— Вот и допользовался, конспиратор хренов! — прошипел Воронцов и резко откинулся в кресле. — Что было в этом ящике, Горюнов? Почему он туда лез?
— Пакетик с бумажными носовыми платками, — тихо ответил молодой генерал и стал аккуратно укладывать аппаратуру в чемоданчик. — У него уже несколько дней не проходит насморк, Юлий Александрович…
— Вы уверены, что произошло именно ЭТО?
— На сто процентов, товарищ генерал-полковник! — по-военному четко отрапортовал Горюнов. — Я почти не спал ночью, анализировал запись разговора. Помимо технической стороны, я обратил внимание и на другое, Юлий Александрович: нет даже намека на логическую связь. Необходимости включать скрэмблер не было никакой! Обратите внимание и на такой факт: в момент, когда запись на полуслове вдруг начала глушиться, говорил не Громыко, а Грег Трейси. Причем говорил о том, что… — Горюнов вытащил из кармана блокнот и, откинув несколько листков, быстро прочел: «…президенту было бы неплохо выступить перед студентами, скажем, университета или какого-нибудь другого престижного учебного заведения. Можно даже устроить получасовую открытую дискуссию о современной демократии, в которой приняли бы участие главы двух великих держав и московское студен…» В этот момент включился скрэмблер. Я уверен, Юлий Александрович: Громыко НИЧЕГО не говорил американцу. Эта просто случайность — совершенно нелепая, глупая, можно даже сказать, анекдотичная…
— Угу, просто обхохочешься, — буркнул Воронцов и тоскливо посмотрел в окно. — Простудные синдромы и буржуазная привычка стареющего мастодонта пользоваться бумажными салфетками вместо нормального носового платка привели к гибели восемнадцати человек. История действительно анекдотичная…
— Понимаю, — пробормотал Горюнов и посмотрел на своего начальника. — Просто, Юлий Александрович, я считал своим долгом…

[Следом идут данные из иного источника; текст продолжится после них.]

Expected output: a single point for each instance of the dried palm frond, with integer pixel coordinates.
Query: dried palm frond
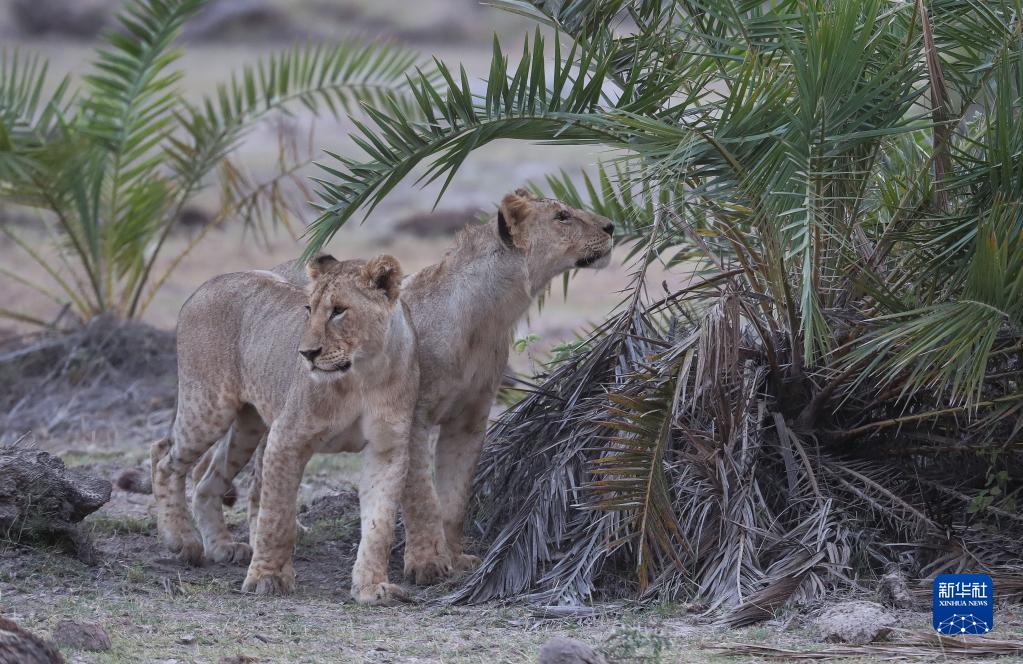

— Спасибо тебе, Эдуард Николаевич… — Воронцов резко мотнул головой, словно стряхивая с себя назойливые, невеселые мысли. — Ты все сделал правильно. Жаль лишь, что я не смогу это никому объяснить…
— Комиссия по расследованию уже создана?
— Да, вчера вечером, — рассеяно кивнул Воронцов и вновь взглянул на часы. — Причем по личному распоряжению Горбачева. В ней восемь человек, шестеро — члены коллегии министерства иностранных дел, двое — из военной разведки. Не слабо, а?
— Стало быть, нам уже не доверяют, — пробормотал Горюнов.
— Если бы просто не доверяли! — усмешка Воронцова больше напоминала гримасу боли. — Не доверяют демонстративно!..
На выступающих скулах шефа Первого главного управления КГБ СССР отчетливо проступили красные пятна.
— Думаете, что это жест специально для американцев?
— А что же еще? — фыркнул Воронцов. — Стратег, мать его!..
— Что будем делать, Юлий Александрович?
— То же, что и делали! — жестко отрезал Воронцов. — Ни на шаг в сторону! Продолжаем реализацию плана. А что, собственно, случилось? Где-то в Альпах разлетелся на куски самолет с американцами. Больно, конечно, и неприятно. Особенно, для нашего болтуна-генсека, который боится испортить отношения с Америкой даже больше, чем со своей высокоученой супругой… Я знаю, о чем они меня спросят, знаю, что станут делать и к чьей конкретно помощи прибегнут… Все это, Эдуард Николаевич, длинная история со множеством неизвестных и вопросительных знаков. В любом случае, даже если бы к расследованию подключили КГБ, меньше полугода у нас это бы не заняло, верно, генерал?
Горюнов молча кивнул.
— И то, без стопроцентных гарантий успеха. А у них уйдет год, может быть, даже полтора. В ситуации, когда нам необходимо выгадать чуть больше двух месяцев, все это уже не принципиально. Если дело выгорит, то, сам знаешь: победителей не судят — судить будут победители. А ежели нет, то, поверь мне, Эдуард Николаевич: гибель высокопоставленного сотрудника госдепартамента США и его свиты будет пятнадцатым или даже двадцатым по тяжести содеянного пунктом обвинения, который нам предъявит на суде нынешняя, так называемая, советская власть.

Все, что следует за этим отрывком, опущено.